I want to talk about discrimination, even if though I have been fortunate enough to rarely be a target. I don’t expect to change the world. I doubt I’ll even have the opportunity to change any minds. I want to talk about it as “othering” because it weighs heavily on my mind every day, perhaps more so than any topic.

Every single day, I see examples of discrimination. From blatant, overt racism to silly blonde jokes. Fat shaming, kink shaming, ageism, ableism, sexism. Liberal versus conservative. Religious intolerance.

Discrimination manifests in ways as subtle as microaggressions to as overt as physical assault. Some people just like to pollute the air with slurs. The worst is the discrimination we don’t see, where people are denied jobs and loans and opportunities just because someone else takes offense to the way they look or the way they live their life.

Maybe it is difficult for some people to look at others and see the differences while retaining the idea that we are all the same.

Some individuals are true monsters, but not because of their cross section or identity. It’s okay to judge a person on their actions. When someone shows you who they really are, believe them. But let people show you first.

This is not simple. It takes practice and patience. But it is necessary.

I’m no saint. When I was younger, I took the messages from my church to heart, and I was not as kind as I should have been to someone that came out to me as gay. I hurt them with my disapproval. It’s one of my biggest regrets, and I’m sorry they had to suffer for me to learn the lesson.

It’s like we’re taught to Other people early on, and then we’re encouraged to practice it daily. Have you ever seen someone shout at someone for liking a different sports team? Have you been part of an organization that regularly hazes the newest members? How do you feel about patriotism? If you’re in the US, how comfortable are you with talking with someone with a thick accent? We’re trained in school, during pep rallies, to hold some other group of people in contempt, and as we get older, we continue to practice those ways every day. Reducing people to the place they’re from, or the way they look or sound.

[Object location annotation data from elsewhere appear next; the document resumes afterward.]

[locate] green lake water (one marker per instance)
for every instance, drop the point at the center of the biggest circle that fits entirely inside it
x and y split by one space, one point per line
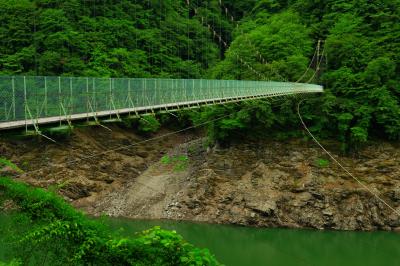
242 246
234 245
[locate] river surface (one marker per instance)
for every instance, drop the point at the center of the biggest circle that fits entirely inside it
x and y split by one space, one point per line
242 246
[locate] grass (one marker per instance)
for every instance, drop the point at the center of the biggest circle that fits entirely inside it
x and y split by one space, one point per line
322 163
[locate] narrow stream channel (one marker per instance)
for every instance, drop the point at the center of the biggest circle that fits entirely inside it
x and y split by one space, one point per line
242 246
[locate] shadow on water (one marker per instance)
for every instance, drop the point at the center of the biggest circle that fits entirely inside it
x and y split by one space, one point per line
235 245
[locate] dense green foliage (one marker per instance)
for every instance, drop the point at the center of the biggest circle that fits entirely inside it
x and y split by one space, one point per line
44 230
360 66
152 38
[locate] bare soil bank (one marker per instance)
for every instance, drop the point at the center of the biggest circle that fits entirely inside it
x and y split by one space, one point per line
268 183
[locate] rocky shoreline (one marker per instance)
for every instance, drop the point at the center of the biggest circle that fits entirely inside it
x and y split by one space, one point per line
266 183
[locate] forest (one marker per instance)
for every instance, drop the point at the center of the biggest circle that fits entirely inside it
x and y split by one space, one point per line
352 48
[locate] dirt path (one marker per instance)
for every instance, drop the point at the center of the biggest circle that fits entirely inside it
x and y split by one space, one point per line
148 196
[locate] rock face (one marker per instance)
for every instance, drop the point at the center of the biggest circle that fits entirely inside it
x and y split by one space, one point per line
274 184
268 183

There are worse forms of discrimination than others, and I’m not trying to diminish racism by also talking about sports fans treating each other badly. People are dying because of the color of their skin, every day. Although some sports fans tear their town apart and overturn cars based on the outcome of an event, it’s different. I’m talking about discrimination and othering broadly because I think the type of thinking involved is the same, and I want to reiterate that we are encouraged into this type of thinking in every walk of life. It’s systemic.

Is there an answer? Is this just how humans will always behave?

I want to believe things are getting better over time, but I don’t know. Individuals can certainly overcome ingrained habits and treat other people with respect and kindness, rather than reduce them to whatever cross-section is present. It takes a little bit of empathy and active listening. If enough individuals choose to overcome prejudice, then positive change can occur.

There are no easy answers. There are just people.